Si ces évocations visuelles reposent principalement sur les thèmes abordés, le texte, lui, procure un matériau abondant et inépuisable. Il enchante ; et l’enchantement n’est pas un égarement mais un rééquilibrage mental hautement nécessaire. Dans le cadre des comptines, cette idée prend une résonance particulière : loin d’être de simples fantaisies enfantines, elles instaurent un ordre sensible, où le rythme, la répétition et la musicalité viennent apaiser et structurer la pensée. Elles constituent un patrimoine commun à tous les Français, de 0 à 100 ans, dont les airs ne nous quittent jamais. Il est d’ailleurs étonnant de ne pas les voir inscrites sur la liste représentative du patrimoine culturel immatériel de l’humanité de l’UNESCO concernant la France, tant leur empreinte est ardemment présente, voire indélébile, en chacun.

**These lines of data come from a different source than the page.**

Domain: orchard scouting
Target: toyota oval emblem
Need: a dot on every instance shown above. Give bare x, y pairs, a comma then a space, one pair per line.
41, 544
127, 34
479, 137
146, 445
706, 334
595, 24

D’autant que seul le « gwoka », genre musical guadeloupéen hérité des Africains déportés et réduits en esclavage dès le XVIIᵉ siècle, joué sur des tambours « ka » et accompagné de percussions, figure depuis 2014 sur la liste du patrimoine culturel immatériel de l’humanité, établie par l’Unesco en 2001, comme expression culturelle française mêlant chants et rythmes… Une inscription de ces comptines ne serait donc que justice, permettant de les préserver de l’ambiance actuelle de terreur culturelle et de cancel culture, dont les premières victimes sont les textes eux-mêmes.

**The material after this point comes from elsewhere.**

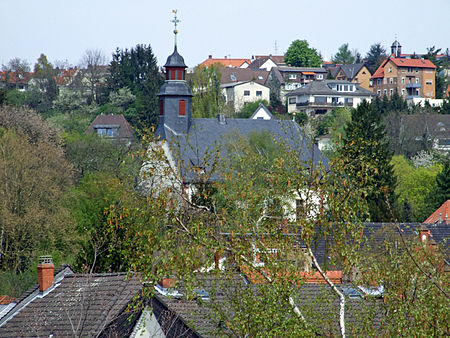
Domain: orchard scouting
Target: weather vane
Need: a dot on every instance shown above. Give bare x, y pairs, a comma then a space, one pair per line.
175, 22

Plus que jamais, la comptine doit rester un sanctuaire

On peine à imaginer quel sort macabre attend «Ne pleure pas, Jeannette» ou « Le roi a fait battre tambour » dans un avenir proche, si ce n’est leur éviction pure et simple des pages des carnets de comptines, sous l’autorité des tenants de l’ordre et de la paix intersectionnels. D’où l’urgence de conserver et de transmettre les carnets et autres supports livresques, idéalement antérieurs aux années 2000, pour échapper aux radars des gardiens de l’orthodoxie poppérienne « intolérante envers les intolérants ». Pour les plus mélomanes, de véritables trésors d’interprétation ont donné naissance à des mises en musique exceptionnelles, comme celle du «Roi a fait battre tambour», extraite de l’album Aux marches du palais : Chansons & romances de la France d’autrefois (Alpha, 2001), interprétée par l’ensemble « Le Poème harmonique » avec une instrumentation purement baroque. Une œuvre somptueuse et roborative. On peut également citer la version chantée par Anne Sylvestre qui est particulièrement saisissante. Au-delà des élans nostalgiques et mystiques que ces chansons populaires éveillent, elles nourrissent inlassablement notre lien aux gestes et aux émotions du passé, comme un parfum familier qui s’élève des plis de tissus oubliées au fond du placard. Plus que jamais, la comptine doit rester un sanctuaire dont la préservation à travers le temps et l’espace nous incombe. Notre imaginaire et notre iconographie communs sont à la fois des trésors précieux et des refuges pour lutter contre l’acculturation présente et constante.

Dans sa préface du recueil des 101 chansons de toujours, mentionné plus haut, Henri Dès rappelait que « ces chansons sont le miroir intime de notre temps passé. Elles nous aident à mieux saisir ce que vivaient les générations qui nous ont précédés, et nous les rendent présentes, à leur façon. Ce sont des chansons de toujours. ». Puissent-elles camper dans nos esprits et les nourrir pour longtemps.